The structural ways in which society continues to abuse women: income inequality, income insecurity, domestic abuse, physical violence and on and on are connected to economics, politics and our social order. And, these ways are deeply entwined with other societal oppressions: colonialism, white supremacy and racism, ableism, immigration status, gender identity, expression and sexual orientation.
We know all of this already.
But this election has obscured this. Clinton's the better choice because she's not probably going to deliver the United States into totalitarianism. She's infinitely more competent and prepared for the job. She represents a victory of women over these political structures to many of her supporters. In the fight against the patriarchy, she's a symbol.
Symbols are important, but they don't lead to social change on their own.
Isolating and essentializing sexual abuse in Donald Trump might help to elect Clinton, but what happens when the election is over? Will other top serial abusers within American politics go down with him, even if they're Democrats?
Or is the hyper focus on Trump's sins going to evaporate when he loses?
Journalists need to stop covering Trump as if he's an aberration, rather than an example of what happens to powerful men under patriarchy.
From Arnold Schwarzenegger to Roger Ailes, from Bill Murray to David Faraci, from Woody Allen, Anthony Weiner to the unnamed Hollywood executive referenced by Rose McGowan, from priests across North America, to academic deans to "hero" cops, sexual assault and abuse is our society's norm.
It's so normal that within the ranks of our own RCMP, hundreds of women are part of a class-action settlement of $100 million for having endured abuse. That figure probably wont even be enough to adequately compensate the survivors.

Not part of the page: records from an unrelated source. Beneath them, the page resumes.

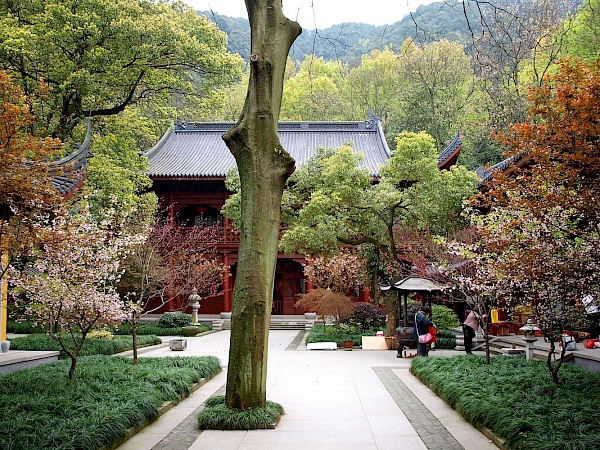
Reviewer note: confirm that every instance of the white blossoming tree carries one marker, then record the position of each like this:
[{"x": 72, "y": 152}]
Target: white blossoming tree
[{"x": 69, "y": 287}]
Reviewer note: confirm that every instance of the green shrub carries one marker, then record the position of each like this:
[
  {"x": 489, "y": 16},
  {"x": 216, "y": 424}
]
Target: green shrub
[
  {"x": 517, "y": 400},
  {"x": 91, "y": 346},
  {"x": 217, "y": 416},
  {"x": 147, "y": 328},
  {"x": 176, "y": 319},
  {"x": 100, "y": 334},
  {"x": 317, "y": 334},
  {"x": 443, "y": 317},
  {"x": 23, "y": 328},
  {"x": 41, "y": 409}
]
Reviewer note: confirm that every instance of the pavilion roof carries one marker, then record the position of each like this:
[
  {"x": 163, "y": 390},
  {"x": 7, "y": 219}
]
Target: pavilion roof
[
  {"x": 196, "y": 149},
  {"x": 413, "y": 284},
  {"x": 70, "y": 172}
]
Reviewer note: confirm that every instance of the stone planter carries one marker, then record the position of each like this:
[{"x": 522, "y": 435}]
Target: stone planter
[
  {"x": 190, "y": 331},
  {"x": 178, "y": 344}
]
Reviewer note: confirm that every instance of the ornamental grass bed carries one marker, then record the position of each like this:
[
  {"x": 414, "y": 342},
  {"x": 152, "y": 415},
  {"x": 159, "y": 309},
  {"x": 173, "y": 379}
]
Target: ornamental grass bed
[
  {"x": 517, "y": 400},
  {"x": 41, "y": 409},
  {"x": 92, "y": 346}
]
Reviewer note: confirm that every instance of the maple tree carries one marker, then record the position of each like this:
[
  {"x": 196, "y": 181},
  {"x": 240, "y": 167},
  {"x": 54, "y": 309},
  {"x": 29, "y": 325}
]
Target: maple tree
[
  {"x": 170, "y": 263},
  {"x": 543, "y": 223},
  {"x": 25, "y": 181},
  {"x": 69, "y": 287},
  {"x": 327, "y": 303},
  {"x": 339, "y": 273}
]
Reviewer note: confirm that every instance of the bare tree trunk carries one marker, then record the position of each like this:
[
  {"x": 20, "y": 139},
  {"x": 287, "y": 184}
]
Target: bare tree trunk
[
  {"x": 134, "y": 322},
  {"x": 264, "y": 166}
]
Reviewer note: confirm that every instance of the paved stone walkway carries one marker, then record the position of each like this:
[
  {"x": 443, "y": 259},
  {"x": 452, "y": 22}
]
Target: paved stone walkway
[
  {"x": 433, "y": 434},
  {"x": 360, "y": 399}
]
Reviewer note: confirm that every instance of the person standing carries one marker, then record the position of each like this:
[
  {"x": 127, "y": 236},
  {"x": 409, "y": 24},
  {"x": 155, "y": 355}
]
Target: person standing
[
  {"x": 470, "y": 328},
  {"x": 421, "y": 327}
]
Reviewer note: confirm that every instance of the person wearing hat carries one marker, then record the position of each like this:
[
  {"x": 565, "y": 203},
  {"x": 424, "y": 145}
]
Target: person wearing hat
[{"x": 421, "y": 327}]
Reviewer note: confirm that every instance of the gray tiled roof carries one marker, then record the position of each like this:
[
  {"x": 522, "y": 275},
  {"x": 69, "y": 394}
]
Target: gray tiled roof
[
  {"x": 196, "y": 150},
  {"x": 70, "y": 172}
]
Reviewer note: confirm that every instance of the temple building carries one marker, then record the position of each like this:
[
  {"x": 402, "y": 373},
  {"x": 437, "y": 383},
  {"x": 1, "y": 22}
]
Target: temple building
[{"x": 189, "y": 165}]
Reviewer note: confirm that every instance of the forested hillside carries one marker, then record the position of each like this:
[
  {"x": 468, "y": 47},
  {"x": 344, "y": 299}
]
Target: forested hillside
[{"x": 349, "y": 41}]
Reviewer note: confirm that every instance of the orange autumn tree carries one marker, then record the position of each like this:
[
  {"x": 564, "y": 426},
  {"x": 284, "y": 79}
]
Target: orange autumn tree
[{"x": 25, "y": 184}]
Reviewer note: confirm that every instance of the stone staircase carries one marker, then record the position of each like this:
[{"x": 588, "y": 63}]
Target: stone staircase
[{"x": 277, "y": 323}]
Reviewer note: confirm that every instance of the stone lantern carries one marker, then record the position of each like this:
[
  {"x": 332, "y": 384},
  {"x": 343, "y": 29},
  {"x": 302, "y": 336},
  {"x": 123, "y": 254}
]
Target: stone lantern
[
  {"x": 194, "y": 300},
  {"x": 529, "y": 329}
]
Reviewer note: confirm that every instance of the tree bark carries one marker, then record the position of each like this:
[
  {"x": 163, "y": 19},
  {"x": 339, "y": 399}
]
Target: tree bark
[{"x": 264, "y": 167}]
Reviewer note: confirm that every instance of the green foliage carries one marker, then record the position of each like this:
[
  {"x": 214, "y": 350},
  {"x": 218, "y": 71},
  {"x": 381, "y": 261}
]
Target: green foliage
[
  {"x": 367, "y": 317},
  {"x": 174, "y": 319},
  {"x": 153, "y": 328},
  {"x": 92, "y": 346},
  {"x": 340, "y": 204},
  {"x": 330, "y": 334},
  {"x": 445, "y": 339},
  {"x": 217, "y": 416},
  {"x": 116, "y": 174},
  {"x": 109, "y": 396},
  {"x": 444, "y": 318},
  {"x": 23, "y": 328},
  {"x": 517, "y": 401},
  {"x": 583, "y": 34},
  {"x": 349, "y": 41},
  {"x": 100, "y": 56}
]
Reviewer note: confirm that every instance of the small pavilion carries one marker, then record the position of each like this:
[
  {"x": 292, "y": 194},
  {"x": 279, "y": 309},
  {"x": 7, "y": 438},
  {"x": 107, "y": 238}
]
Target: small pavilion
[{"x": 423, "y": 286}]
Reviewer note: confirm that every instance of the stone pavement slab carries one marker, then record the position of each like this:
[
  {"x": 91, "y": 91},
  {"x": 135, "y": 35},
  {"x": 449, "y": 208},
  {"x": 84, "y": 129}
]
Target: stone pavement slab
[{"x": 333, "y": 400}]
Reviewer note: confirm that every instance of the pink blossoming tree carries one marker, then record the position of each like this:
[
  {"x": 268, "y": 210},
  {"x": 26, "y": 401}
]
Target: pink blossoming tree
[{"x": 70, "y": 285}]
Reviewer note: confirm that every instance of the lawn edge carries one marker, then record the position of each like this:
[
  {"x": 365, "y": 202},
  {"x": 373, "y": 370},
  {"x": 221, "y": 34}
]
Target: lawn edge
[{"x": 166, "y": 406}]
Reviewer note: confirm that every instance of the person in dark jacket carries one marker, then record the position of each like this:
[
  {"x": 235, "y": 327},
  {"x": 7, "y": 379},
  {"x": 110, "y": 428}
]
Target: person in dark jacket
[{"x": 422, "y": 323}]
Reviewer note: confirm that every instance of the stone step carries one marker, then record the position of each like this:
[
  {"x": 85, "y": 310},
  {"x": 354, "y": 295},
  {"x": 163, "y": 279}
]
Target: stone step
[{"x": 225, "y": 324}]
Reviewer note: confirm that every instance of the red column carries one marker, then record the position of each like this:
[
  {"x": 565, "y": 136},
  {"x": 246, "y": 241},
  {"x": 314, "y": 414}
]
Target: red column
[{"x": 227, "y": 291}]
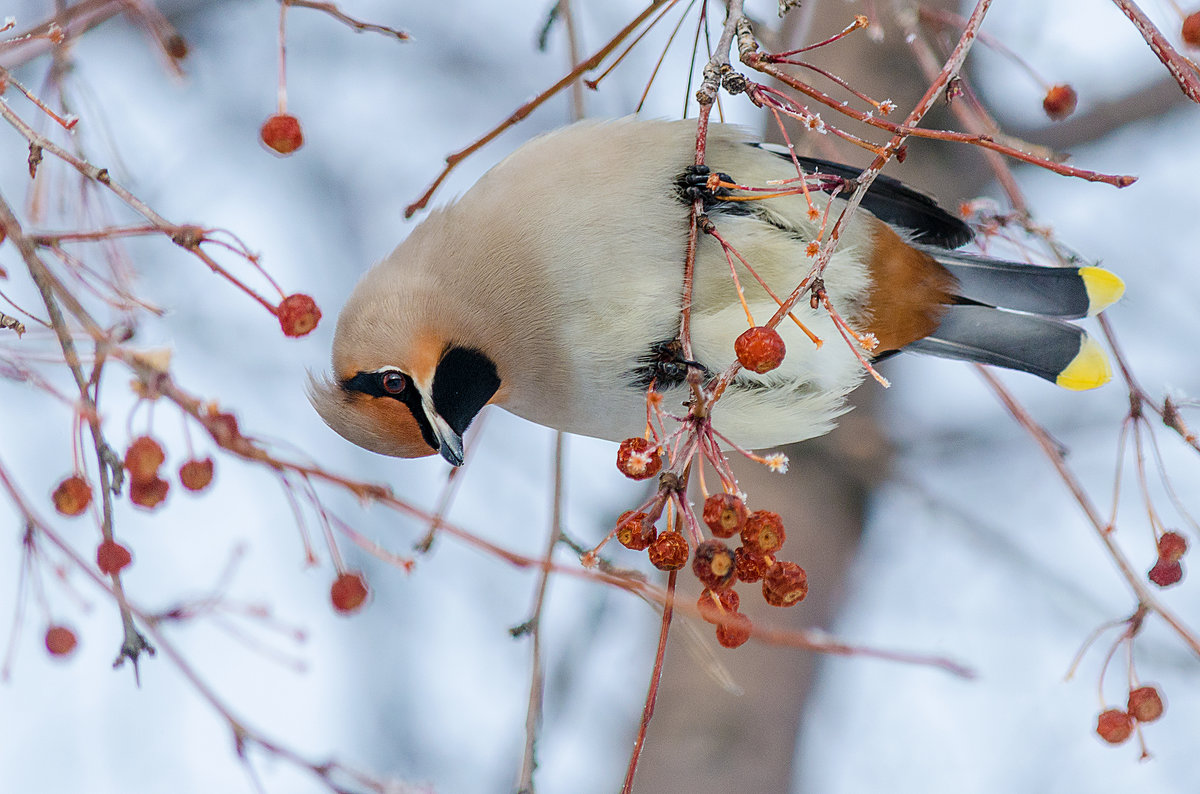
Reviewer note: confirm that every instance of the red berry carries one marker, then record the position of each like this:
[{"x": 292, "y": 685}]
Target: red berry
[
  {"x": 149, "y": 494},
  {"x": 714, "y": 605},
  {"x": 1145, "y": 704},
  {"x": 634, "y": 531},
  {"x": 60, "y": 641},
  {"x": 1060, "y": 102},
  {"x": 1191, "y": 31},
  {"x": 72, "y": 495},
  {"x": 639, "y": 458},
  {"x": 763, "y": 533},
  {"x": 760, "y": 349},
  {"x": 735, "y": 630},
  {"x": 669, "y": 552},
  {"x": 1114, "y": 726},
  {"x": 1171, "y": 547},
  {"x": 143, "y": 458},
  {"x": 714, "y": 565},
  {"x": 281, "y": 133},
  {"x": 1165, "y": 573},
  {"x": 348, "y": 593},
  {"x": 751, "y": 565},
  {"x": 298, "y": 314},
  {"x": 785, "y": 584},
  {"x": 112, "y": 557},
  {"x": 725, "y": 513},
  {"x": 196, "y": 475}
]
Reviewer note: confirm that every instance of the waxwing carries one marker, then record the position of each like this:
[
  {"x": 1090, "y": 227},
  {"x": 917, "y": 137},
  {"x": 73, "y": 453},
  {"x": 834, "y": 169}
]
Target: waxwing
[{"x": 552, "y": 288}]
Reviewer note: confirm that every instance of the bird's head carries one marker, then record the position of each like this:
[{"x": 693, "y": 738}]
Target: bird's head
[{"x": 400, "y": 386}]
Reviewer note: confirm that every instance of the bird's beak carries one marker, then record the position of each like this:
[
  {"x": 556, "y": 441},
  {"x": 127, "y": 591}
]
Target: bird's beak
[{"x": 449, "y": 440}]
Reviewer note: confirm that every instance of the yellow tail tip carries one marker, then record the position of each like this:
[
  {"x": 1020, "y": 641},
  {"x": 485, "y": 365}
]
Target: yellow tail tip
[
  {"x": 1090, "y": 367},
  {"x": 1104, "y": 288}
]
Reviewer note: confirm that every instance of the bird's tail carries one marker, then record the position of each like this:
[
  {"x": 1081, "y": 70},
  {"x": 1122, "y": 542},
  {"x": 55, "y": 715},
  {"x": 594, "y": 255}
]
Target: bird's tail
[{"x": 1013, "y": 314}]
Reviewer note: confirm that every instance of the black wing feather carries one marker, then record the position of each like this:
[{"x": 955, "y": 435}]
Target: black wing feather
[{"x": 892, "y": 200}]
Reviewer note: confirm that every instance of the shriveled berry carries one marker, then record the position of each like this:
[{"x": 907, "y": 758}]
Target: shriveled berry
[
  {"x": 1114, "y": 726},
  {"x": 298, "y": 314},
  {"x": 751, "y": 565},
  {"x": 634, "y": 531},
  {"x": 72, "y": 495},
  {"x": 149, "y": 494},
  {"x": 1145, "y": 704},
  {"x": 348, "y": 593},
  {"x": 177, "y": 47},
  {"x": 669, "y": 552},
  {"x": 760, "y": 349},
  {"x": 60, "y": 641},
  {"x": 639, "y": 458},
  {"x": 1060, "y": 102},
  {"x": 763, "y": 531},
  {"x": 1171, "y": 547},
  {"x": 714, "y": 565},
  {"x": 713, "y": 605},
  {"x": 725, "y": 513},
  {"x": 223, "y": 428},
  {"x": 785, "y": 584},
  {"x": 196, "y": 474},
  {"x": 112, "y": 557},
  {"x": 1191, "y": 30},
  {"x": 143, "y": 458},
  {"x": 1165, "y": 573},
  {"x": 281, "y": 133},
  {"x": 733, "y": 630}
]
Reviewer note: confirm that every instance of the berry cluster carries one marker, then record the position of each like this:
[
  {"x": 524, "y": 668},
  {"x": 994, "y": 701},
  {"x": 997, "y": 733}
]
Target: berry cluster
[
  {"x": 720, "y": 566},
  {"x": 1169, "y": 570},
  {"x": 1115, "y": 726}
]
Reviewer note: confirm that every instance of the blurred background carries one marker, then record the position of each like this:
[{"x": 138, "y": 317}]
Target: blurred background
[{"x": 929, "y": 522}]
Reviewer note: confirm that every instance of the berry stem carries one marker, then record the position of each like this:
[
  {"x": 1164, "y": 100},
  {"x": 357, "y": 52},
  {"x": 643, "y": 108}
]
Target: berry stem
[{"x": 655, "y": 679}]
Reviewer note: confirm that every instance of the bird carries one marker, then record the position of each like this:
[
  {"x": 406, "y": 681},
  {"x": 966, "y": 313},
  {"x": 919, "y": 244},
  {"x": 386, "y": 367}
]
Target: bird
[{"x": 553, "y": 289}]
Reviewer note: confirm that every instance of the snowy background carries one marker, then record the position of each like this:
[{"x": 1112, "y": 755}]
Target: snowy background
[{"x": 972, "y": 549}]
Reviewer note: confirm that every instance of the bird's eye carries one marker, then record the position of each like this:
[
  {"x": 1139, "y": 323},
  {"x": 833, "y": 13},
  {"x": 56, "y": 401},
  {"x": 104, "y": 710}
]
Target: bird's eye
[{"x": 393, "y": 383}]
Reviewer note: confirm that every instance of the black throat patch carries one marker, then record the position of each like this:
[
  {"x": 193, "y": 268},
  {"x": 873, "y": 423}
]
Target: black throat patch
[{"x": 462, "y": 384}]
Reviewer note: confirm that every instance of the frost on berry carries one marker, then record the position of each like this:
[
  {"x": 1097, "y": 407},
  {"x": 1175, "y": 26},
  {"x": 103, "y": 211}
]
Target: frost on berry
[
  {"x": 763, "y": 533},
  {"x": 1114, "y": 726},
  {"x": 298, "y": 314},
  {"x": 669, "y": 552},
  {"x": 639, "y": 458},
  {"x": 1145, "y": 704},
  {"x": 1165, "y": 573},
  {"x": 72, "y": 495},
  {"x": 634, "y": 531},
  {"x": 196, "y": 475},
  {"x": 60, "y": 641},
  {"x": 348, "y": 593},
  {"x": 735, "y": 630},
  {"x": 714, "y": 565},
  {"x": 1191, "y": 30},
  {"x": 281, "y": 133},
  {"x": 714, "y": 605},
  {"x": 751, "y": 566},
  {"x": 725, "y": 515},
  {"x": 760, "y": 349},
  {"x": 150, "y": 493},
  {"x": 1060, "y": 102},
  {"x": 785, "y": 584},
  {"x": 112, "y": 557},
  {"x": 1171, "y": 547},
  {"x": 143, "y": 458}
]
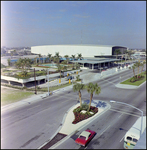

Stop thinking about Donald Trump as abnormal. The 2016 election is little more than mainstream America engaging in an existential war between its id and its superego. These ugly elements are features of an ugly system. Once the election has finally come and gone, the real reckoning will have to happen: the one that reminds the commentariat that using sexual assault to get anyone elected is simply playing into the same system that we at the same time condemn.